Sicher, wir haben 2013 immer noch eine Finanzkrise, da mag so ein Wunsch etwas verschwenderisch sein, aber als moralisch gefestigte Vertreterin echter Werte wusste Eartha Kitt schon früh, dass so ein teures Hobby natürlich auch eine saubere Finanzierung nötig hat. Im weiteren Teil beschäftigt sie sich mit all jenen defensiven Werten, die, das darf ich nach dem Abendessen im Bachmair am See hier sagen, auch sonst allgemein das Thema waren:
Santa honey, one little thing I really need,
The deed
To a platinum mine,
Santa baby, so hurry down the chimney tonight.
Santa cutie, and fill my stocking with a duplex,
And checks.
Sign your ‘X’ on the line,
Santa cutie, and hurry down the chimney tonight.
Gerade der Wunsch nach einem Duplex-Appartment zeigt: Hier ist keine reine Verschwenderin am Werk, die überzogene Ansprüche hat, sondern eine auf Sicherheit bedachte Anlegerin, die angesichts der wachsenden Geldmenge, siehe Blankoschecks, genau weiss, dass man sich auf schnödes Geld allein nicht verlassen darf.

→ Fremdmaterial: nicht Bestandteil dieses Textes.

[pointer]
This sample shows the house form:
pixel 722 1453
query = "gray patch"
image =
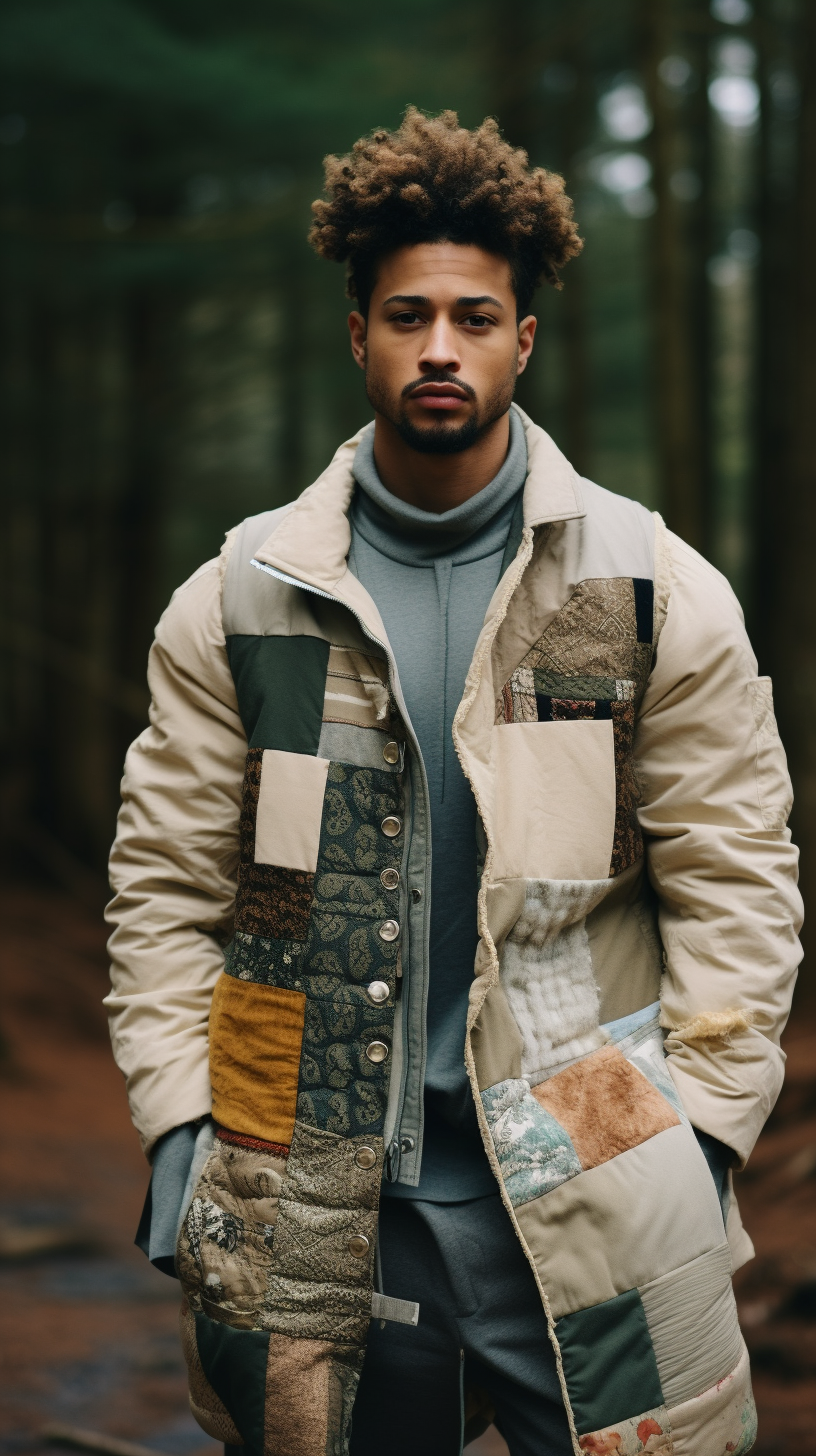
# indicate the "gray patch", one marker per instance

Und dass bei Quadratmetern das Denken in kleinen Dimensionen letztlich auch nur kleine Gewinne in der Immobilienspekulation nach sich ziehen wird.

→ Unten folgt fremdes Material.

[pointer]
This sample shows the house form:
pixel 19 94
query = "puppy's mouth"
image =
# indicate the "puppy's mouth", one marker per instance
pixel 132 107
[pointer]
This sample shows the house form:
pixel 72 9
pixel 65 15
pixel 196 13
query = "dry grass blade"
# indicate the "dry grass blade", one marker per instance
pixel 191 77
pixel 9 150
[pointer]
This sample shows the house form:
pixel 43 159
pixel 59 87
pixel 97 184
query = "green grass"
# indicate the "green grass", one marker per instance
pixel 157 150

Wie schon erwähnt, ist die Autorin dieser Zeilen nicht christlich-abendländischer Tradition entsprungem, sondern mehr so der jüdisch-abendländischen Tradition, die man heute ja auch dringend haben sollte, und die zu betonen kein Politiker der Staatspartei müde wird, wenn er vor städtischen Publikum spricht. Insofern ist der freundlich-direkte Umgang mit Santa-Baby, an den man glaubt und der auch an einen glauben soll, nicht nur eine Transformation modernen Commitment-Vorstellungen, sondern auch die Einführung der jüdischen Vorstellung eines Paktes, bei dessen Nichterfüllung es dem Gläubigen durchaus erlaubt ist, mit dem höheren Wesen zu rechten. Pacta sunt servanda, das ist eine Grundlage des besseren Kreise, Vertrauen gegen Vertrauen, und die Frau, die sich nicht freut, wenn die Ketten am Christbaum echt sind und das ihren Freundinnen erzählen kann – die wurde zumindest in unseren Kreisen noch nicht geboren. Überhaupt eine nette Idee gegen den Verpackungswahn! Ein ausgeprägtes Empfinden für wertstabile Marken zeigt das richtige Standesbewusstsein:
Come and trim my Christmas tree,
With some decorations bought at Tiffany’s,
I really do believe in you,
Let’s see if you believe in me,
Santa baby, forgot to mention one little thing,
A ring.
I don’t mean on the phone,
Santa baby, so hurry down the chimney tonight,
Hurry down the chimney tonight,
Hurry, tonight.
Der abschliessende Wunsch nach einem Ring – und nicht nach einem schäbigen Anruf auf dem Mobiltelephon – zeigt dann auch, wie wichtig eine dauerhafte, soziale Bindung ist. Vermutlich werden manche das Lied missverstehen und denken, hier singe eine habgierige und moralisch fragwürdige Frau für Luxus, Verschwendung und Ausplünderung, aber je öfters ich das höre, während mein Telefon klingelt, und mir die A. die neusten Details aus ihrem Scheidungsweltenbrand erzählen will, und je mehr ich darüber jene Dame im Bachmair vergesse, die ein goldenes Leopardenmuster auf ihrem schwarzen Kleid trug, und darüber ein gelbes Tuch mit Tigern – desto öfters drücke ich verträumt auf den Knopf und höre mir das an und finde es eigentlich ganz…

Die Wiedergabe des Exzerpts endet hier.